Anyone have a good recipe for cherry wine using juice?


----------



## zember311 (Oct 21, 2009)

* Bookmark *


----------



## htbw (Nov 11, 2009)

I haven't tried cherry but it really shouldn't be all that different from any fruit wine. Ad whatever you use for a sugar until you reach your desired specific gravity. I'm thinking it would taste great and have put aside some just to get 'er done at some point.
Due to the lack of acid, you may want to add some citric acid to the mix, either that or use some sour cherries as well.
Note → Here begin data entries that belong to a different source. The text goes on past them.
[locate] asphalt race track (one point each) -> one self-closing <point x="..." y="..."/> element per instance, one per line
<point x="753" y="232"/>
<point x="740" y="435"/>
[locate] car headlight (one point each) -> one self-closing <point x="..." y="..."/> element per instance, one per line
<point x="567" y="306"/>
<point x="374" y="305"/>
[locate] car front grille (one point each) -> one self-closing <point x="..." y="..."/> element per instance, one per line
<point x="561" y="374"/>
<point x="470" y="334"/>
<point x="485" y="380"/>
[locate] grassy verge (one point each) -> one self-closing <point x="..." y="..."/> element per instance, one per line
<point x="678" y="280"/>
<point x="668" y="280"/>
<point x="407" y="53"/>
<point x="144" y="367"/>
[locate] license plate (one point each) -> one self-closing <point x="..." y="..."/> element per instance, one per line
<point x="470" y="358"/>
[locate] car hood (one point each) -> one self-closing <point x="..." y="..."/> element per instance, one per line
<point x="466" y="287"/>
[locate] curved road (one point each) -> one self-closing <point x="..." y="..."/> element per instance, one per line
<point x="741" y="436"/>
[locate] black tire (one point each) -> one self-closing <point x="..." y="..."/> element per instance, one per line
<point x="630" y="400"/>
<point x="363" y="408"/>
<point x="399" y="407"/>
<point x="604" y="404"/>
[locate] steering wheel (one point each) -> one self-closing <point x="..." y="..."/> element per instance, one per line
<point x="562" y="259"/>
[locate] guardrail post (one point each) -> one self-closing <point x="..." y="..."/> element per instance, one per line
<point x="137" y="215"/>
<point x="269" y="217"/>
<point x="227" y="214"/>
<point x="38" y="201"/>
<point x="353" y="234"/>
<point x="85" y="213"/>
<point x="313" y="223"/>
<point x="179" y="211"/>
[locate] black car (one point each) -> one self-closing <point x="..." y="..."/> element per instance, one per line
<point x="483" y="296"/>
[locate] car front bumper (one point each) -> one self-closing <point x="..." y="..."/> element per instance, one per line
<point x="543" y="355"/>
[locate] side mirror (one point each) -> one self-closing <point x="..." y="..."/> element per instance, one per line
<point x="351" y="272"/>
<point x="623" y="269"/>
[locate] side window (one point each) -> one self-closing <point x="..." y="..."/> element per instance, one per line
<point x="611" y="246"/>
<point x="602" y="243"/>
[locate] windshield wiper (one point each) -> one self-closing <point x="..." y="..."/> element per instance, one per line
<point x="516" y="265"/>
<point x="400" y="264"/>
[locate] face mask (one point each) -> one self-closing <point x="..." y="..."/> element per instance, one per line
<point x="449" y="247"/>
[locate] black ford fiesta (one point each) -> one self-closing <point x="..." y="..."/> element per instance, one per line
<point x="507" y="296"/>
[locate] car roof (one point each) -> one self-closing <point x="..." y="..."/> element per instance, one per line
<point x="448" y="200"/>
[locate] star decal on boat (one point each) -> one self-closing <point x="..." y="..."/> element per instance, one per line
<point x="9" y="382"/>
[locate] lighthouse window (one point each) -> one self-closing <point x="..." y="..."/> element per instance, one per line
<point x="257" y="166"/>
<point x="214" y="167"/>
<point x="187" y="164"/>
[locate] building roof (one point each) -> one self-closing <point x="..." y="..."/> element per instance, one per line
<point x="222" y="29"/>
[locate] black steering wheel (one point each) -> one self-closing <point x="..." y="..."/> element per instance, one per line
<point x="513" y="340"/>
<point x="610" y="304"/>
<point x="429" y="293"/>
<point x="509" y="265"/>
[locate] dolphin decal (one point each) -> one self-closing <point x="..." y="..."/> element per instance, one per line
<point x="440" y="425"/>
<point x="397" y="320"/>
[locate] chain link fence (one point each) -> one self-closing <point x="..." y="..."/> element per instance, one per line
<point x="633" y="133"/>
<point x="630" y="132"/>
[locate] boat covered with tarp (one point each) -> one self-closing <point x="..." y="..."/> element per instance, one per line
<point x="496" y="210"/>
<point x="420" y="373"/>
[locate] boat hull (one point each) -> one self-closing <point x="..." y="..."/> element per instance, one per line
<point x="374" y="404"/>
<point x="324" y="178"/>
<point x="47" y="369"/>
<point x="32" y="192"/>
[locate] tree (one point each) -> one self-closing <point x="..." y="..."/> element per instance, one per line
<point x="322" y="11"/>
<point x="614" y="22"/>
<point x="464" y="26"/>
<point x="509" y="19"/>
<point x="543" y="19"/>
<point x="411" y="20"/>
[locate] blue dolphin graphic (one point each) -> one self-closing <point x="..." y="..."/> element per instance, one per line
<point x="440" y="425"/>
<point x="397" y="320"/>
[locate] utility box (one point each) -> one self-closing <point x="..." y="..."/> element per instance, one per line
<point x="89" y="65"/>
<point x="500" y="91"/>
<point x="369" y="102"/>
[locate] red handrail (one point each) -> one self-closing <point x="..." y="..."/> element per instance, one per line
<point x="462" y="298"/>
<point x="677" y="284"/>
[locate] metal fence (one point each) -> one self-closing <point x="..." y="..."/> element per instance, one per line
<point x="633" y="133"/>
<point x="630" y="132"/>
Once I figure something out, I will put it on my blog at Fermented Fruits - Wine and Mead recipe's


----------



## boozinsusan (Jan 20, 2010)

htbw said:


> I haven't tried cherry but it really shouldn't be all that different from any fruit wine. Ad whatever you use for a sugar until you reach your desired specific gravity. I'm thinking it would taste great and have put aside some just to get 'er done at some point.
> Due to the lack of acid, you may want to add some citric acid to the mix, either that or use some sour cherries as well.
> 
> 
> Once I figure something out, I will put it on my blog at Fermented Fruits - Wine and Mead recipe's




Hi htbw:
I just went to your blog, and thought it interesting. But I wondered when looking at your recipes how many gallons they will make - I am thinking they are 1 gallon recipes? Might be a good idea to add that to the recipe.


----------